ALCF Data Science Program Awards 4 Projects

Print Friendly, PDF & Email

The Argonne Leadership Computing Facility (ALCF) recently awarded computing time and resources to three new projects and one renewed project for 2021-2022, through its ALCF Data Science Program (ADSP).

Launched in 2016, the ADSP enables big data and artificial intelligence (AI) research that requires DOE’s leadership-class computing resources. The forward-looking allocation program is designed to explore and improve computational methods for data-driven discoveries across scientific disciplines. It also focuses on scaling the underlying data science technologies to fully utilize DOE supercomputers. The ALCF is a U.S. Department of Energy (DOE) Office of Science User Facility at DOE’s Argonne National Laboratory.

The new projects — which aim to accelerate autonomous molecular design, data analysis in neutrino experiments, and sky survey discovery — extract science from a range of unique data sources. The project selected for renewal will address challenges in fast, high-resolution X-ray imaging at the Advanced Photon Source (APS), a DOE Office of Science User Facility located at Argonne. Each project will employ leadership-class systems and infrastructure to develop and advance data science techniques, with novel approaches to machine learning, deep learning, and other cutting-edge AI methods.

“This year’s ADSP awards advance the use of artificial intelligence on ALCF systems beyond standalone networks to multi-network workflows integrated in scientific analysis chains,” said Taylor Childers, ALCF research scientist and co-lead of the ADSP program this year. “In addition, unsupervised techniques are targeting our upcoming system Polaris, which is ideal for deep learning applications and will serve as a testbed for our future exascale supercomputer, Aurora.”

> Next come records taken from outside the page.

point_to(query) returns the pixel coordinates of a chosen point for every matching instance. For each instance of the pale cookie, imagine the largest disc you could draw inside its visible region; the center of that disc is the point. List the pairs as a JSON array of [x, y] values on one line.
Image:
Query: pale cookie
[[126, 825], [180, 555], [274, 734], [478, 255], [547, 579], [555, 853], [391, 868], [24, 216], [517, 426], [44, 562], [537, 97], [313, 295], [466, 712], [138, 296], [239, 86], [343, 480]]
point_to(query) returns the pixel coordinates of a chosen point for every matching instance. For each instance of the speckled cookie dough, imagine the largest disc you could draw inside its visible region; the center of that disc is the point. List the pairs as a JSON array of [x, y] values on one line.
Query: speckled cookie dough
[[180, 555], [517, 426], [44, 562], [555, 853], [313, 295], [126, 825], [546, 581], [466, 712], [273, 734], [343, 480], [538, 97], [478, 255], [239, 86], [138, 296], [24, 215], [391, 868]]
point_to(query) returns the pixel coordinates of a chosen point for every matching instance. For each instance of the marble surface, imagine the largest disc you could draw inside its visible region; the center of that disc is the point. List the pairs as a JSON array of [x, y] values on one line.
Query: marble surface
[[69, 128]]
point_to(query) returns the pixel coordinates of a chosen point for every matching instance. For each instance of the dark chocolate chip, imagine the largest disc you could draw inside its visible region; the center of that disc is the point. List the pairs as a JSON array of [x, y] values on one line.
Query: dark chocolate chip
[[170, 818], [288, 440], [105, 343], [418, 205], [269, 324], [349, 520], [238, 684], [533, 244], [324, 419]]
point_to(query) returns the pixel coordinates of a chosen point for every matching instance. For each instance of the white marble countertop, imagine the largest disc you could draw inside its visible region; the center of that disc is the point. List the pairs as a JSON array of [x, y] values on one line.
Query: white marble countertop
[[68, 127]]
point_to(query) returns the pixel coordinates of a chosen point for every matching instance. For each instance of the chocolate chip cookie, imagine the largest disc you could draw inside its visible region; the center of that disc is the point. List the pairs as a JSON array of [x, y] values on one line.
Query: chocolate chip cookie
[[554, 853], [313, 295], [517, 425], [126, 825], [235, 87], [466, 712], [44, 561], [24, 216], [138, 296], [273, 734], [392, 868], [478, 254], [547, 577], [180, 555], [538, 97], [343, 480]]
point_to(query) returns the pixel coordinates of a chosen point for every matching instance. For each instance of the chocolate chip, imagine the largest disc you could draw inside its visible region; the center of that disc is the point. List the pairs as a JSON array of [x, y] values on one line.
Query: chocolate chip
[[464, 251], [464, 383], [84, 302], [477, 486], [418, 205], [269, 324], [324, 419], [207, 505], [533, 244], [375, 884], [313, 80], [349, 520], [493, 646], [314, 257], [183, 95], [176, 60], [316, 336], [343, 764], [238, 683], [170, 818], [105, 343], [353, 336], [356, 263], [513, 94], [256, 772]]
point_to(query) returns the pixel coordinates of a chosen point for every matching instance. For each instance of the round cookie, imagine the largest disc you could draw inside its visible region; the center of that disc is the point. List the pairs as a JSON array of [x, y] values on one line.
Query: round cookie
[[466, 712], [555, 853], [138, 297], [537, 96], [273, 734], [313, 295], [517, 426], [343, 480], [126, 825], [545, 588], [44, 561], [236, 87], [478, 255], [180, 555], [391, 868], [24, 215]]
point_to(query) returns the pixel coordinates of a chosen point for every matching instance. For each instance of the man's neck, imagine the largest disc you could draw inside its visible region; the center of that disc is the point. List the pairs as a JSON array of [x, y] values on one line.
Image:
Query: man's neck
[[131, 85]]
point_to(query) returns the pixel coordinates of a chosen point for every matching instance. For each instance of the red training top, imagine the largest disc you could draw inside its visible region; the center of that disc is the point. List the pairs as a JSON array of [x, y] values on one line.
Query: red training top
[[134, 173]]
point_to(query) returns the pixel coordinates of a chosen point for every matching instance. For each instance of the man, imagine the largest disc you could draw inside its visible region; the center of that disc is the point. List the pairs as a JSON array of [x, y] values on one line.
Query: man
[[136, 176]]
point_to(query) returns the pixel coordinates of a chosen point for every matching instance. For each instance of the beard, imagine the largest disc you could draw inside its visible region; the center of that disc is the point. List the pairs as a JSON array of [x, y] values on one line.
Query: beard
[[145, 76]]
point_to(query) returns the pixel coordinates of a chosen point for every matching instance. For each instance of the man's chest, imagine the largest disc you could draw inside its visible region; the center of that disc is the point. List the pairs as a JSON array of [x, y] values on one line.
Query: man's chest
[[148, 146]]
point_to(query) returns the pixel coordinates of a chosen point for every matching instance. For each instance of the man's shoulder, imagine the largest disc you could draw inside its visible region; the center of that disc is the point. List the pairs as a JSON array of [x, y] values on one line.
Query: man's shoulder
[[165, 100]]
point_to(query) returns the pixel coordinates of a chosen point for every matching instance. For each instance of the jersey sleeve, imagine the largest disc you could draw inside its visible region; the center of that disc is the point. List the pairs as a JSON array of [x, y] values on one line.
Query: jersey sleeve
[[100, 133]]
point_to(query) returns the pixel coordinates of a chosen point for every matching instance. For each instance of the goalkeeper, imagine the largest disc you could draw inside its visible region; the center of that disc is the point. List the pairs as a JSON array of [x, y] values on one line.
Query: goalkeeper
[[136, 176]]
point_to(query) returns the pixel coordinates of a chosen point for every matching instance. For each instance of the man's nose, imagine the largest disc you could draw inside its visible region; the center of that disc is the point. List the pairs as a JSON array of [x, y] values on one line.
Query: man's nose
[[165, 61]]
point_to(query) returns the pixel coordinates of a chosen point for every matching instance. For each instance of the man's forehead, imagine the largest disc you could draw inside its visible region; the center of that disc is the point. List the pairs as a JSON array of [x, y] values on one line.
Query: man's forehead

ADSP awards are for two years and are renewed on an annual basis.

New ADSP Projects

Autonomous Molecular Design for Redox Flow Batteries
PI: Logan Ward, Argonne National Laboratory

Redox flow batteries can easily be scaled up to store large amounts of energy, making them a promising technology for electrical grid storage. The batteries work by storing energy in large tanks of electrolyte solutions, but they are currently limited by the performance of available electrolyte materials. With tens of millions of potential candidate molecules, scientists need an improved method to speed the discovery of optimal materials for redox flow batteries. The goal of this project is to build an autonomous AI application for supercomputers that can select and perform the simulation and machine learning tasks needed to identify better-performing molecules. Achieving this goal will require scaling individual tasks, such as computing material properties and training AI models, and then combining them into a cohesive application that will remove humans from the materials design process.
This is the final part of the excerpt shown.